"Father," I began, "I want to tell you something."

He did not speak, but waited for me to go on.

"Do you remember spinning money with Salome on her last birthday, father?"

He nodded his head for answer.

I told him then how I had taken the shilling, what a dreadful temptation it had been to me, because I wanted so much to make up the missing shilling for the master's bill, but did not like to ask him to give me one. But I told him, too, that I saw how wrong I had been, that I had asked God to forgive me, and that I hoped he would forgive me, too, and would take the shilling I had brought for him, and put it in the till in the place of the one I had stolen.

Father stood looking at me for a long time without speaking a word. Then he put his hand on my shoulder, and said:

"Spoken like a man, Peter. Keep out of crooked paths, my lad."
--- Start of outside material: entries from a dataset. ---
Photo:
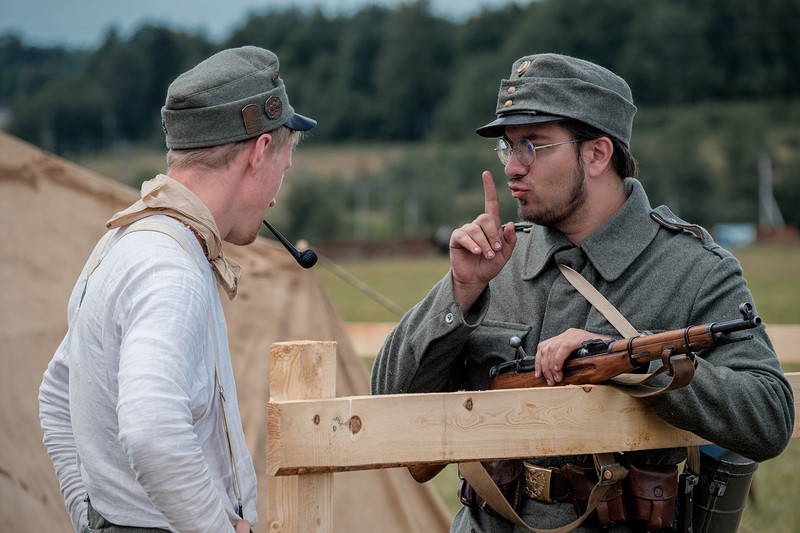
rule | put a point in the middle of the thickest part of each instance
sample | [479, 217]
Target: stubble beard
[556, 215]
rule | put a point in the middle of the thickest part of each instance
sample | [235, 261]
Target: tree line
[404, 73]
[716, 82]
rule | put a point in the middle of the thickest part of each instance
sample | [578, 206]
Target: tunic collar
[611, 249]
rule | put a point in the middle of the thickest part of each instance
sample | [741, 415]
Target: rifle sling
[479, 479]
[635, 385]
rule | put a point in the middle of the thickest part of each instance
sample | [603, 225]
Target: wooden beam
[301, 504]
[364, 432]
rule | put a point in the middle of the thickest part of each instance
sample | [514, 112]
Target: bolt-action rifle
[598, 360]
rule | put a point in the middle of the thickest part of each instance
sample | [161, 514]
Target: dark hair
[622, 161]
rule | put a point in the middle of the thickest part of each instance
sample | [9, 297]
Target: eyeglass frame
[517, 151]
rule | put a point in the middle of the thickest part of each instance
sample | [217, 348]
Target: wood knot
[355, 424]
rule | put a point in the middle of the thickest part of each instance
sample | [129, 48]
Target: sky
[77, 23]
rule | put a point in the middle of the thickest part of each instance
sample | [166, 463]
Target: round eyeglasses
[523, 148]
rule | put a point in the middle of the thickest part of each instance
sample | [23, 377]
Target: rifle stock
[599, 361]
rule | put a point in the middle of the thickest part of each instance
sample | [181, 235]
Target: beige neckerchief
[163, 195]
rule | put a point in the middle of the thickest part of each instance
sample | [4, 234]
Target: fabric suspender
[162, 227]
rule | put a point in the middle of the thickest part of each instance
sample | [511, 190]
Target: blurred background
[398, 88]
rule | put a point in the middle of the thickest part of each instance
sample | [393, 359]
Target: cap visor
[300, 123]
[498, 127]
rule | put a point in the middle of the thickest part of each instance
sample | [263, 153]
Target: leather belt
[545, 484]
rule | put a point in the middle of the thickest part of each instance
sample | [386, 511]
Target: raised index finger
[490, 204]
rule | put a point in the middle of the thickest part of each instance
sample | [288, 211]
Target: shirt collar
[611, 249]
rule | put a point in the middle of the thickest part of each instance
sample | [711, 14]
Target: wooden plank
[362, 432]
[301, 370]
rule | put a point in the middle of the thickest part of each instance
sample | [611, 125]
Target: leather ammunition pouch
[508, 477]
[644, 499]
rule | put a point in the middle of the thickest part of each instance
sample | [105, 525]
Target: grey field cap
[554, 87]
[234, 95]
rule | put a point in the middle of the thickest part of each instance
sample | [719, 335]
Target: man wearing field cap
[139, 406]
[563, 134]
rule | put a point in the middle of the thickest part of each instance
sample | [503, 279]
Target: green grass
[771, 273]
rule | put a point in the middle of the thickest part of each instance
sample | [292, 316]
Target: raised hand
[479, 250]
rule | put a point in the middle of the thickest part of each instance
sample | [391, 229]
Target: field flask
[721, 493]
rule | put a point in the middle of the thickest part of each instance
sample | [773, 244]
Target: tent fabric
[52, 213]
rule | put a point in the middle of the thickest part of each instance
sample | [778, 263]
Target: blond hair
[219, 157]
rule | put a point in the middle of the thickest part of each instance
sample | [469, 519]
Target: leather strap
[479, 479]
[632, 384]
[599, 302]
[635, 385]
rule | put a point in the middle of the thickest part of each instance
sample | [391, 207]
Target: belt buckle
[537, 482]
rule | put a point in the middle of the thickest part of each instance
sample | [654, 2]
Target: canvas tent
[51, 215]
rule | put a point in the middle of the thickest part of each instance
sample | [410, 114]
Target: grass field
[771, 273]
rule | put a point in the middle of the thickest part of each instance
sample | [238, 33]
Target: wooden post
[301, 370]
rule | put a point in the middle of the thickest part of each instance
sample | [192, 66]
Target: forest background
[399, 91]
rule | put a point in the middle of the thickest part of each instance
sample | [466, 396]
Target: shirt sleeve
[59, 440]
[164, 382]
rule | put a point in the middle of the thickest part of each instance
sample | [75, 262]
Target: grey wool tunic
[661, 273]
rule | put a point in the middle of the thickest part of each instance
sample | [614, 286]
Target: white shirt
[129, 407]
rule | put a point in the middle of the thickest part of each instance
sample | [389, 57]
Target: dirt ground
[51, 214]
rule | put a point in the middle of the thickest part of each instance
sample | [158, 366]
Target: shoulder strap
[599, 302]
[609, 472]
[632, 384]
[163, 227]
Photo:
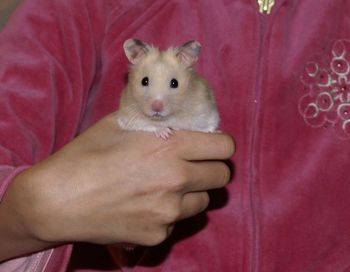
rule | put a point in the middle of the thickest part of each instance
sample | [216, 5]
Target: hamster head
[158, 80]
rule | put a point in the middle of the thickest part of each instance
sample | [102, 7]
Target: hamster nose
[157, 105]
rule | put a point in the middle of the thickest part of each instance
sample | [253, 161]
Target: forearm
[16, 233]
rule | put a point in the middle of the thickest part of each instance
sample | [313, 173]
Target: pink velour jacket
[282, 82]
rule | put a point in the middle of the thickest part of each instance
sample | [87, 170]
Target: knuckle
[157, 237]
[228, 145]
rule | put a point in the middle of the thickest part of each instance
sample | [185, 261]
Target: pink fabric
[282, 83]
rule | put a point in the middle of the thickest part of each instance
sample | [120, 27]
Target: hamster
[164, 92]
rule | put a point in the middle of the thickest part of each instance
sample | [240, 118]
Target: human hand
[109, 186]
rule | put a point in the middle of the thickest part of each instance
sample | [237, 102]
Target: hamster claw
[163, 133]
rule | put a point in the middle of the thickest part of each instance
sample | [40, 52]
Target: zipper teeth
[253, 175]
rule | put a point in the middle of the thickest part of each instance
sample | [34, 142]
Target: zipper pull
[265, 6]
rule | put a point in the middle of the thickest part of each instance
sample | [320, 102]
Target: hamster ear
[135, 50]
[189, 52]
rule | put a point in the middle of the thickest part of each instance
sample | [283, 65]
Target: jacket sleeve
[48, 59]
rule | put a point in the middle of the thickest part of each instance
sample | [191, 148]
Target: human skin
[109, 186]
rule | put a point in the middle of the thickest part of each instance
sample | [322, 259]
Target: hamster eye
[145, 81]
[174, 83]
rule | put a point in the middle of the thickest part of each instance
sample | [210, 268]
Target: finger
[193, 204]
[207, 175]
[204, 146]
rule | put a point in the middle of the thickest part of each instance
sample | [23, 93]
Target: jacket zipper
[265, 6]
[254, 193]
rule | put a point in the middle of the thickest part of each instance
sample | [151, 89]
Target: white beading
[326, 86]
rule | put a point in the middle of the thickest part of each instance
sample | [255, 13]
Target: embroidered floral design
[326, 90]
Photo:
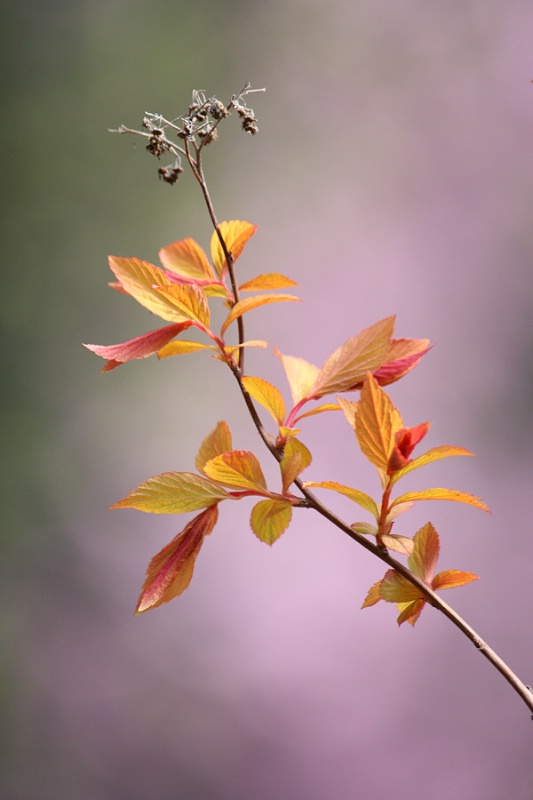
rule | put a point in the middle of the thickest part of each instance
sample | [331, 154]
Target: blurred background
[393, 173]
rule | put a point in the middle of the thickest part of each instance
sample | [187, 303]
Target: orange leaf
[141, 347]
[173, 493]
[358, 497]
[267, 395]
[376, 423]
[140, 279]
[450, 578]
[235, 234]
[270, 518]
[170, 571]
[290, 466]
[271, 280]
[435, 454]
[293, 446]
[239, 469]
[189, 300]
[423, 560]
[349, 364]
[442, 494]
[187, 259]
[301, 376]
[216, 442]
[249, 303]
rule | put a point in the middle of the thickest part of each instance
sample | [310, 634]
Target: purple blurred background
[393, 173]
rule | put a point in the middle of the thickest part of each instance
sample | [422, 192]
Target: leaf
[182, 347]
[376, 423]
[189, 300]
[140, 279]
[187, 259]
[301, 375]
[216, 442]
[435, 454]
[358, 497]
[403, 355]
[239, 469]
[451, 578]
[349, 364]
[141, 347]
[318, 410]
[271, 280]
[249, 303]
[173, 493]
[170, 571]
[290, 466]
[293, 446]
[373, 595]
[235, 234]
[267, 395]
[270, 518]
[423, 560]
[442, 494]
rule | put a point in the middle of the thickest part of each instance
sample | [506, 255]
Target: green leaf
[358, 497]
[270, 518]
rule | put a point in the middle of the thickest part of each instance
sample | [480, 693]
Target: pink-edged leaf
[267, 395]
[170, 571]
[348, 365]
[271, 280]
[173, 493]
[423, 560]
[238, 469]
[141, 347]
[183, 347]
[140, 279]
[188, 260]
[235, 234]
[250, 303]
[435, 454]
[403, 355]
[270, 518]
[451, 578]
[301, 376]
[189, 300]
[216, 442]
[442, 494]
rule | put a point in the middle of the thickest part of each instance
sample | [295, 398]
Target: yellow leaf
[271, 280]
[267, 395]
[301, 375]
[216, 442]
[186, 258]
[435, 454]
[270, 518]
[239, 469]
[140, 280]
[376, 422]
[442, 494]
[293, 446]
[358, 497]
[173, 493]
[249, 303]
[189, 300]
[349, 364]
[235, 234]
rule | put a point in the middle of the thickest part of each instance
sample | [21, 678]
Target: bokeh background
[393, 173]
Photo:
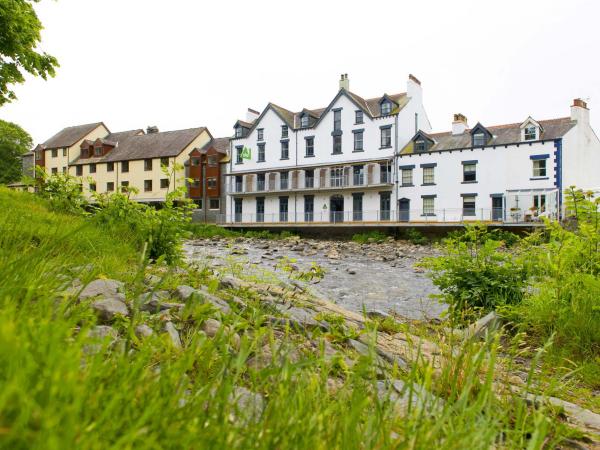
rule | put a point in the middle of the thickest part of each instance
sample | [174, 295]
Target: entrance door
[497, 209]
[336, 208]
[404, 210]
[238, 209]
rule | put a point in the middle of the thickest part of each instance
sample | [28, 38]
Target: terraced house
[135, 161]
[514, 173]
[327, 165]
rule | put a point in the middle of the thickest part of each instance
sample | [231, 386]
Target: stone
[173, 335]
[249, 405]
[184, 292]
[143, 331]
[108, 308]
[211, 327]
[101, 288]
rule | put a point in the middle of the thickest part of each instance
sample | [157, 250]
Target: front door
[497, 209]
[404, 210]
[336, 208]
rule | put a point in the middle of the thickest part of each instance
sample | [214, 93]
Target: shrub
[473, 274]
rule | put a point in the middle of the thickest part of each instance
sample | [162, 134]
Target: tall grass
[60, 390]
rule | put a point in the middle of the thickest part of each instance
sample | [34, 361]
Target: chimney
[413, 88]
[344, 82]
[459, 124]
[580, 111]
[251, 115]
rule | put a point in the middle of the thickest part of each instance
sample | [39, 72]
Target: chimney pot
[344, 82]
[460, 124]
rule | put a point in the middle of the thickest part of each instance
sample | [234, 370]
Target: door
[237, 209]
[336, 208]
[497, 209]
[260, 209]
[384, 205]
[404, 210]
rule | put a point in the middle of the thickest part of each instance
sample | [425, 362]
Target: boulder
[108, 308]
[101, 288]
[173, 335]
[143, 331]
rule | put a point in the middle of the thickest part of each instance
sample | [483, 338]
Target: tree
[14, 141]
[19, 35]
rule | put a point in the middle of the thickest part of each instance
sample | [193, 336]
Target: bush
[474, 276]
[369, 237]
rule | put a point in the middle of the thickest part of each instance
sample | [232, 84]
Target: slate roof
[132, 146]
[154, 145]
[70, 135]
[221, 145]
[501, 135]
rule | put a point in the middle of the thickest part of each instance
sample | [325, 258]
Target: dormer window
[386, 108]
[479, 139]
[530, 133]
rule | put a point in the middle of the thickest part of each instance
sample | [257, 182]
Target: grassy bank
[64, 388]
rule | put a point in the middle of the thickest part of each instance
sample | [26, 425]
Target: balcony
[298, 182]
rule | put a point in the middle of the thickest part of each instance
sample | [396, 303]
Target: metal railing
[310, 183]
[447, 215]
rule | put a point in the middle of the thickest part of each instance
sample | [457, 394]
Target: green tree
[19, 35]
[14, 141]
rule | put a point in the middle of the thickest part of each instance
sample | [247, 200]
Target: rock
[231, 282]
[101, 332]
[152, 301]
[103, 288]
[108, 308]
[173, 334]
[143, 331]
[249, 405]
[211, 327]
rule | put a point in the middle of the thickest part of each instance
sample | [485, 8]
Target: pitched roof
[221, 145]
[501, 135]
[70, 135]
[154, 145]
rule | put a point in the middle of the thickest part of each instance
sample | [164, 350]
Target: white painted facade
[331, 174]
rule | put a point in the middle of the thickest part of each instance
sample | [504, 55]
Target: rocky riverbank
[373, 276]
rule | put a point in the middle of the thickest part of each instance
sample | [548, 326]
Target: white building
[332, 164]
[513, 173]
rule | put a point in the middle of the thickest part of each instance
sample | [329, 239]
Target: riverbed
[380, 277]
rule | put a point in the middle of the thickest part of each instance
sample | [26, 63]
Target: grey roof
[221, 145]
[501, 135]
[70, 135]
[154, 145]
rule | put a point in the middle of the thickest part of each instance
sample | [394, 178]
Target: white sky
[182, 63]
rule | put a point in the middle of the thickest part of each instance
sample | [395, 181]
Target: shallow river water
[356, 277]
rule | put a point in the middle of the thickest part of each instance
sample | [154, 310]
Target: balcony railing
[310, 183]
[448, 215]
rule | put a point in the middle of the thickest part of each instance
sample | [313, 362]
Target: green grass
[56, 393]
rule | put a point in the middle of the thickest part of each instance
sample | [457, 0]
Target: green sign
[246, 153]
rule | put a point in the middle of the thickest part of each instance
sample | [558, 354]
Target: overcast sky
[182, 63]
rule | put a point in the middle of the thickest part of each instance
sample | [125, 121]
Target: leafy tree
[19, 35]
[14, 141]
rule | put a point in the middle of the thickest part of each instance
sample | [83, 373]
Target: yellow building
[108, 162]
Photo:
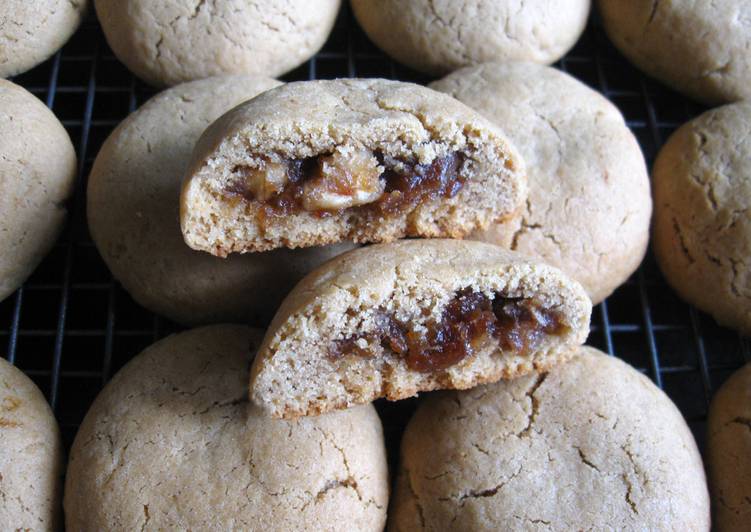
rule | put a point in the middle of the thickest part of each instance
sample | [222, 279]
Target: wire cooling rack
[71, 326]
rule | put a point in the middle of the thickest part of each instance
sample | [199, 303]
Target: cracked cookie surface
[438, 36]
[392, 320]
[589, 201]
[31, 455]
[591, 444]
[173, 443]
[37, 172]
[729, 452]
[32, 30]
[166, 43]
[318, 162]
[134, 220]
[697, 48]
[702, 225]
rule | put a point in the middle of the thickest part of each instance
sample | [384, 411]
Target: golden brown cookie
[317, 162]
[133, 214]
[729, 452]
[165, 43]
[395, 319]
[590, 445]
[702, 228]
[172, 443]
[589, 203]
[31, 456]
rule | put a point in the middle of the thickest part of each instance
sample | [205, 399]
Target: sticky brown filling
[331, 183]
[517, 324]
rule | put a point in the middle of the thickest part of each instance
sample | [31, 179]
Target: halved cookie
[319, 162]
[394, 319]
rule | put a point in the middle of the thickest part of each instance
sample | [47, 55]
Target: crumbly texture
[413, 280]
[589, 201]
[697, 48]
[172, 443]
[182, 40]
[402, 121]
[590, 445]
[729, 452]
[37, 170]
[702, 228]
[31, 455]
[438, 36]
[32, 30]
[134, 219]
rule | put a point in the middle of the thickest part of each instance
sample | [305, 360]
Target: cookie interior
[252, 198]
[333, 355]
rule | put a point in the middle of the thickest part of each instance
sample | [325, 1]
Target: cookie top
[368, 160]
[132, 199]
[592, 444]
[589, 201]
[37, 170]
[702, 228]
[33, 30]
[729, 452]
[697, 48]
[183, 40]
[395, 319]
[438, 37]
[172, 443]
[31, 455]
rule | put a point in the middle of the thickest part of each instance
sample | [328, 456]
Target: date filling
[330, 183]
[469, 319]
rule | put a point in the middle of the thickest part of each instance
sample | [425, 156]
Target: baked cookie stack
[396, 239]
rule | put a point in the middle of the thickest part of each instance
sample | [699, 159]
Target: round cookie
[729, 452]
[589, 201]
[37, 171]
[183, 40]
[173, 443]
[438, 36]
[702, 228]
[32, 30]
[31, 455]
[592, 444]
[133, 194]
[697, 48]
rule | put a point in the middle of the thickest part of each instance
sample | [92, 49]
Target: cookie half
[31, 455]
[590, 445]
[318, 162]
[133, 214]
[729, 452]
[589, 201]
[172, 443]
[702, 228]
[395, 319]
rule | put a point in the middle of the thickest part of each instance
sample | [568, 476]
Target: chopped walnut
[344, 180]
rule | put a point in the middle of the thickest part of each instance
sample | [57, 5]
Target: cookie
[702, 231]
[172, 443]
[31, 455]
[317, 162]
[133, 214]
[729, 452]
[184, 40]
[37, 171]
[590, 445]
[438, 37]
[589, 201]
[698, 48]
[32, 30]
[392, 320]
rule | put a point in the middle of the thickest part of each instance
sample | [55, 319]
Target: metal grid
[71, 326]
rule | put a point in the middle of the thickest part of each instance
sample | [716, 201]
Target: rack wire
[71, 326]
Then he left me to take down the shutters, and I crept upstairs again, feeling much happier than I had done before.

It was that very Monday morning, that, as I came in from Betson's to get my dinner, I found a man whom I had never seen before talking to my father in the shop. He was a hearty man, stout and rosy, and had a pleasant, cheerful way of speaking, which had the same effect on me as a fresh, bracing wind has; it stirred me up, and made me feel in good spirits. I heard his cheerful voice before I came in at the shop door, for he spoke very loudly. He was saying to my father:

"Well, it's a good chance, this is—and I'm telling you the truth when I says so—and the missus and me will look after him, we will; so you'd better let him come."